Only coaches permitted to recruit off-campus and graduate assistant coaches who have passed the current year’s recruiting exam would be allowed to participate in other schools’ camps and clinics.

The proposals also would allow all coaches participating in the camps or clinics to have recruiting conversations with participating prospective student-athletes during the event. These changes are intended to sustain the access prospective student-athletes have to coaches and also to improve the quality of that access, helping recruits make better decisions about what school to attend.

Big 12 Commissioner Bob Bowlsby, chair of the Division I Football Oversight Committee, which proposed the legislation, said the recruiting subcommittee spent a lot of time working on a comprehensive package that included both camps and clinics and the overall calendar.

“We needed to limit the number of days (for camps and clinics) and do things differently than we did before,” Bowlsby said. “But the best chance for us to manage this is to acknowledge that the summer is about recruiting, not skill development, and to manage it in ways that reflect best on our universities and the process.”

Todd Berry, a former coach and current executive director of the American Football Coaches Association, served on the Football Oversight Committee.

“Our coaches have had tremendous concern about the direction of our camps and clinics and the involvement of outside entities. We want our prospective student-athletes, their parents and our coaches to have a great environment to be able to interact and get to know each other in a very transparent fashion,” Berry said. “This camp model was suggested by our board of trustees as a way to mitigate some of the issues that are out there and create an environment that helps both our student-athletes and our universities.”

The legislation will be considered in the 2016-17 cycle and would be effective immediately upon adoption. The Council will cast final votes in April.

The proposals would resolve an issue that has been percolating for some time. Historically, camps and clinics were used primarily to provide skill instruction. Under current NCAA rules, coaches that don’t own and operate a camp are not allowed to have recruiting conversations with the participating prospects. 

Over time, camps and clinics increasingly have been used as a recruiting tool. The changes to camps and clinics legislation acknowledges this while emphasizing that the scholastic environment provides the opportunity to ensure compliance with the rules, better monitoring of recruiting activities, and a better experience for the prospective student-athlete.

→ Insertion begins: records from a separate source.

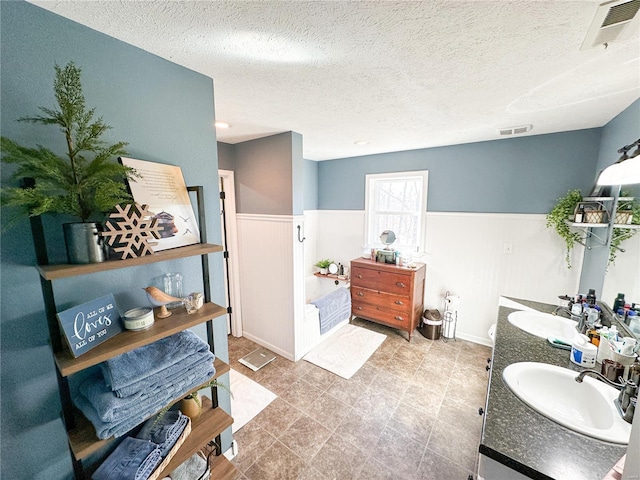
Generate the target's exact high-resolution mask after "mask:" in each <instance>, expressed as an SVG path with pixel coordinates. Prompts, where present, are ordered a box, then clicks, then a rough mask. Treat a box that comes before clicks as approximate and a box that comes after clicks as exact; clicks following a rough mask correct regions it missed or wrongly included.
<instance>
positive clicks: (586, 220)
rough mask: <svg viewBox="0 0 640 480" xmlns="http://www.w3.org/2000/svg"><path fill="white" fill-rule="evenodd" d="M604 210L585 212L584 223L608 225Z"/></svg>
mask: <svg viewBox="0 0 640 480" xmlns="http://www.w3.org/2000/svg"><path fill="white" fill-rule="evenodd" d="M605 215H606V212H605V211H604V210H592V211H588V212H584V223H606V221H605Z"/></svg>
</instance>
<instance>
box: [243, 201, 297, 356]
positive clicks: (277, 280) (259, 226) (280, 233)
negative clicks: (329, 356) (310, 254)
mask: <svg viewBox="0 0 640 480" xmlns="http://www.w3.org/2000/svg"><path fill="white" fill-rule="evenodd" d="M237 221H238V222H237V223H238V250H239V252H238V257H239V263H240V288H241V291H242V324H243V325H242V329H243V335H244V336H245V337H247V338H248V339H250V340H253V341H255V342H256V343H258V344H260V345H262V346H264V347H266V348H268V349H270V350H272V351H273V352H275V353H277V354H279V355H282V356H283V357H285V358H287V359H289V360H294V357H295V317H296V312H298V315H302V313H300V312H302V309H303V308H304V305H303V304H304V295H303V293H302V292H301V291H300V288H297V289H296V288H294V283H295V282H298V284H299V285H302V284H303V270H302V244H299V245H300V246H298V242H297V228H296V225H297V224H299V223H300V219H299V218H297V217H293V216H290V215H289V216H287V215H249V214H238V215H237ZM296 222H297V223H296ZM294 238H296V240H294ZM294 241H295V244H294ZM305 243H306V242H305ZM296 264H297V265H296ZM296 267H299V270H300V273H299V274H297V275H294V271H295V268H296ZM296 297H298V299H299V300H298V303H300V305H299V306H296V304H295V303H296Z"/></svg>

Another factor that changed the way coaches use camps and clinics was a 2008 rule change prohibiting FBS coaches from evaluating prospective student-athletes during “live,” nonscholastic football activities. Many think the rule was intended to reduce third-party influence in recruiting, but others believe it increased the pressure on coaches to use camps as a place to find future talent. Some coaches broaden their recruiting reach by working at camps held by other schools.

The issue came to a head this spring when an Atlantic Coast Conference proposal to limit coaches to working at only their school’s camps and clinics and requiring those camps and clinics to be conducted on the school's campus or in facilities regularly used for the school’s practice or competition was adopted by the Council, only to be rescinded by the Board of Directors a few weeks later.

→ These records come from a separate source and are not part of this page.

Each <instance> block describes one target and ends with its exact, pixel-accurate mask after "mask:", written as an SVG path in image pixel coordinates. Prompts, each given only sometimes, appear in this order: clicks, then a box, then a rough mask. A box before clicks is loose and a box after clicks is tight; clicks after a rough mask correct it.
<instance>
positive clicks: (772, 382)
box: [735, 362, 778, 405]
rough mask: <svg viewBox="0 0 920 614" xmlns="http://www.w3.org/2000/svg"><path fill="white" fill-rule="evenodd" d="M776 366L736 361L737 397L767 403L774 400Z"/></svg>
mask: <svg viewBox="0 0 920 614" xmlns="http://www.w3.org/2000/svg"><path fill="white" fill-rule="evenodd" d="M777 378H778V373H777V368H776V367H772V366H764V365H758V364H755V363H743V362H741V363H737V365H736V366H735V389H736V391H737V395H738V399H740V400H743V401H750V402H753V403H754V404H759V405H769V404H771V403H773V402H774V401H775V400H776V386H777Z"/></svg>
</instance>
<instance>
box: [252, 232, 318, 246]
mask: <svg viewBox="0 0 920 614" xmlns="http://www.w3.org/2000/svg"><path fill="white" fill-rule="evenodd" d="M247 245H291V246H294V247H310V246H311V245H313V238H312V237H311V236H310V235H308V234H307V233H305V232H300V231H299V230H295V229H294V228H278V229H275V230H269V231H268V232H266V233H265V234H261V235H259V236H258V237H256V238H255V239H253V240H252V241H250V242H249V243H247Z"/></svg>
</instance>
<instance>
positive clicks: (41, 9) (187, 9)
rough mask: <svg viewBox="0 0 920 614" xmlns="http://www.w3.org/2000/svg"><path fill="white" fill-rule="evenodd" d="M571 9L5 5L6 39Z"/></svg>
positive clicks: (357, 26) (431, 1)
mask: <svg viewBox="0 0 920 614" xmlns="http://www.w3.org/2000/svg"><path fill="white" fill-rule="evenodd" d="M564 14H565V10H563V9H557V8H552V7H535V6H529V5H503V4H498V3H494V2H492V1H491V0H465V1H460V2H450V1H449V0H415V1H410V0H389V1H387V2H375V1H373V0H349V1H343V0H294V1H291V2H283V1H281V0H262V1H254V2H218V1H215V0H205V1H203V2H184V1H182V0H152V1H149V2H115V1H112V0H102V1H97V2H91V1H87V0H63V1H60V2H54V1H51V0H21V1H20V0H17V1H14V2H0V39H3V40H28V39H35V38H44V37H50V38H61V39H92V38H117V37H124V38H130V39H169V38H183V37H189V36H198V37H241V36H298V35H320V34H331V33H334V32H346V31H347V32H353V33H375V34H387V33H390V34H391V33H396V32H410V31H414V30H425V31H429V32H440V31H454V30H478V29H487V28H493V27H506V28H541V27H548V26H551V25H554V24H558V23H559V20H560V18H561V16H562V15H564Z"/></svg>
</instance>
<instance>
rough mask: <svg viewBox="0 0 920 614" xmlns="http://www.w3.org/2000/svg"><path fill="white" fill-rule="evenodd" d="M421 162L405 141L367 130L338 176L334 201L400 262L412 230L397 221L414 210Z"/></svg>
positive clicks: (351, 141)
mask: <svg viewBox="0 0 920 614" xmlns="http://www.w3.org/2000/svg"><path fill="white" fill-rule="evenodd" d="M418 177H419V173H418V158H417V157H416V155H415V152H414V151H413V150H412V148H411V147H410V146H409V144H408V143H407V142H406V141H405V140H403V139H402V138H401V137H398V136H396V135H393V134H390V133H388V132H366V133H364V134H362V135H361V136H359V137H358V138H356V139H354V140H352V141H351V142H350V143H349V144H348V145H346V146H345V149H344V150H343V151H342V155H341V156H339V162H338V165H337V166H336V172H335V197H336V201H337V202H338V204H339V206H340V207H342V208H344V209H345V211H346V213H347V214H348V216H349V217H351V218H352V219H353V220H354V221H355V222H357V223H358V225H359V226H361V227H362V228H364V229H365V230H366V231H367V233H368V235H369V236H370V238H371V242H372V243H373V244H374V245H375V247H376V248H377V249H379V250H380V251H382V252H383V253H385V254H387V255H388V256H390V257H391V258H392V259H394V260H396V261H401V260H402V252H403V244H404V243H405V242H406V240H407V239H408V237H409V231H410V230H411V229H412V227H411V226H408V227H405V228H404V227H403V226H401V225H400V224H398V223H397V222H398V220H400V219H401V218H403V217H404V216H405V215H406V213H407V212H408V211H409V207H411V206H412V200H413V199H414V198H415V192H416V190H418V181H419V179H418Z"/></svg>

The board provided guiding principles to the Football Oversight Committee that led to the proposed changes to the recruiting rules, including making the rules more enforceable, keeping recruiting within the scholastic environment, and providing greater transparency to the prospective student-athlete about the recruiting process.

The camps and clinics proposal is part of a comprehensive review of the recruiting environment requested by the board when it rescinded the original legislation. The Council also recommended legislation changing the recruiting calendar in football. Those pieces also will be considered in the 2016-17 cycle and would be effective immediately upon adoption.